Personal information
- Full name: Lucas Alberto Simón García
- Date of birth: 1 August 1986 (age 38)
- Place of birth: Mar del Plata, Argentina
- Height: 1.83 m (6 ft 0 in)
- Position(s): Striker

Senior career*
- Years: Team / Apps / (Gls)
- 2003–2004: Cadetes / – / (–)
- 2004–2006: Nueva Chicago / 40 / (14)
- 2006–2011: Piacenza / 73 / (8)
- 2008–2009: → Pescara (loan) / 27 / (10)
- 2010–2011: → Tigre (loan) / 4 / (0)
- 2011–2012: Unión La Calera / 38 / (12)
- 2012–2013: Palestino / 36 / (8)
- 2013–2016: Huachipato / 58 / (18)
- 2016: Deportivo Municipal / 7 / (0)
- 2017–2019: Cobreloa / 77 / (41)
- 2020: Botafogo-PB / 7 / (4)
- 2020–2021: Deportes Valdivia / 14 / (1)
- 2021: Nueva Chicago / 13 / (0)
- 2022: Deportes Recoleta / 11 / (0)
- 2022: Trasandino / 8 / (3)
- Total:  / 413 / (119)

= Lucas Simón =

Argentine-Chilean footballer (born 1986)

Lucas Alberto Simón García (born 1 August 1986) is an Argentine naturalized Chilean former professional footballer who played as a striker.

==Club career==

===Early career===
Born in Mar del Plata, Simón started his career at hometown club Cadetes de San Martín. In 2004, he was signed by Primera B Nacional club Nueva Chicago, with whom Simón won the 2006 Clausura Tournament, but lost the championship playoffs against Godoy Cruz. However, despite failing to win the final, he helped his team to earn promotion to the Argentine Primera División, after a 6–3 win against Belgrano, in which Simón scored twice.

===Piacenza===
In July 2006, he was signed by Italian Serie B club Piacenza. He scored 5 league goals in the first season, ranked 5th of the team, as the team third strikers, behind Daniele Cacia and Daniele Degano. In the next season, after Cacia was sold (himself remained in Piacenza due to injury), he became the only central forward in the starting XI, but soon the coach preferred Houssine Kharja as the emergency striker, Julien Rantier and Giuseppe Gemiti in supporting role. In mid-October (round 11), he returned to starting XI until Cacia recovered (round 15). In January 2008, Cacia returned to Fiorentina and Kharja was sold, but the club signed Zlatko Dedič (loan) and Alessandro Tulli, made Simón remained as the third striker.

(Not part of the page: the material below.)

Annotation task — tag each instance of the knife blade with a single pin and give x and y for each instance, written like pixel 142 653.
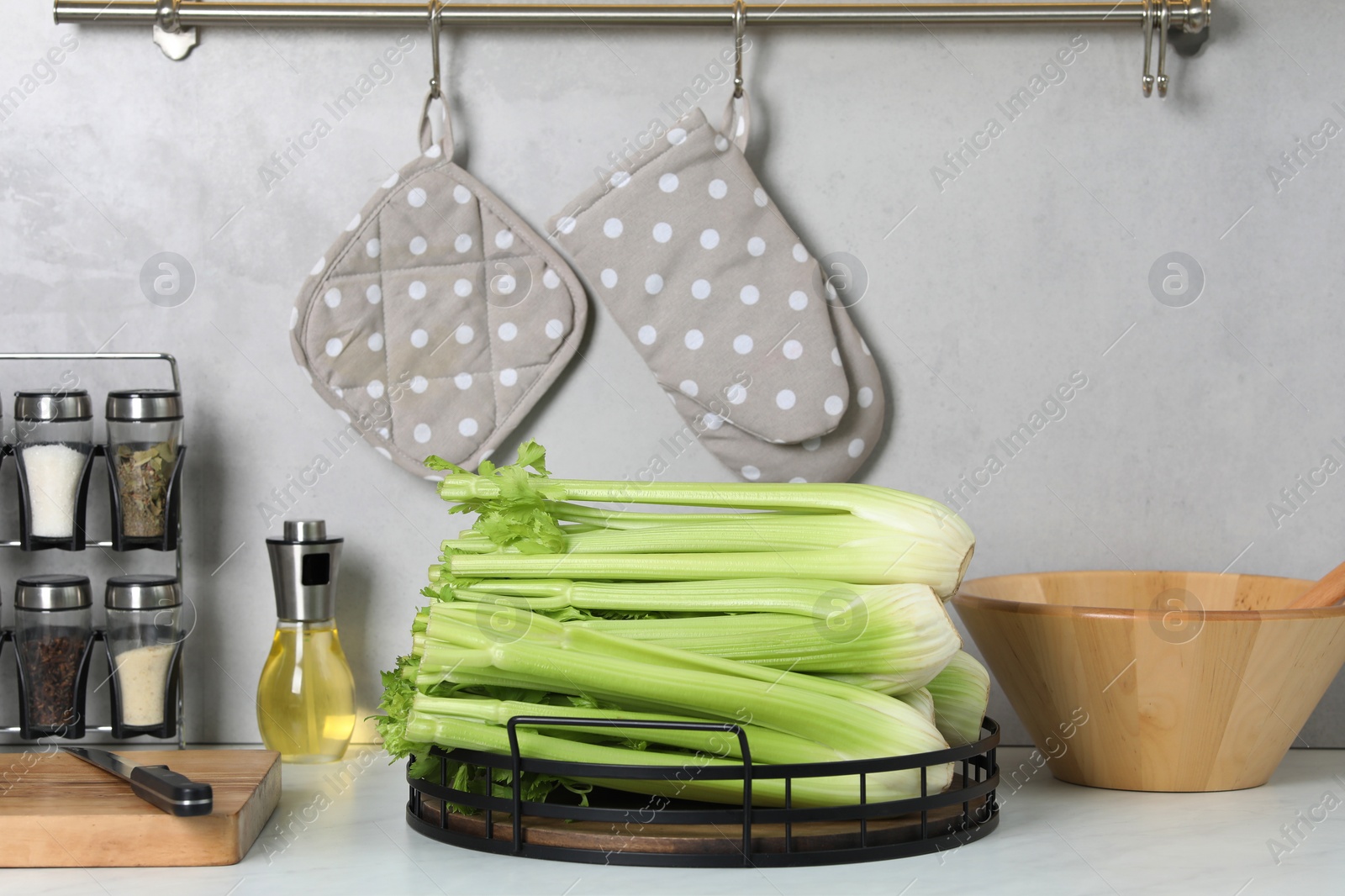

In 2008–09 Serie B season, the club signed Davide Moscardelli as new central forward, and on 1 September 2008, he left the club along with 2 strikers after the club loaned striker Emanuele Ferraro from Salernitana. Which Simón was loaned to Pescara, and he scored 10 goals in Italian third highest division.

On 1 July 2009, Simón returned to Emilia. He had to compete with Tulli, Tomás Guzmán, Antonio Piccolo and Mattia Graffiedi for the remain place of supporting striker role in 4–3–3 formation, or as a backup central forward in 4–4–2 formation if Moscardelli was not available. The coach more frequently used Simone Guerra as supporting striker and Simón only made 8 start, 7 of them before the arrival of striker Edgar Çani in January.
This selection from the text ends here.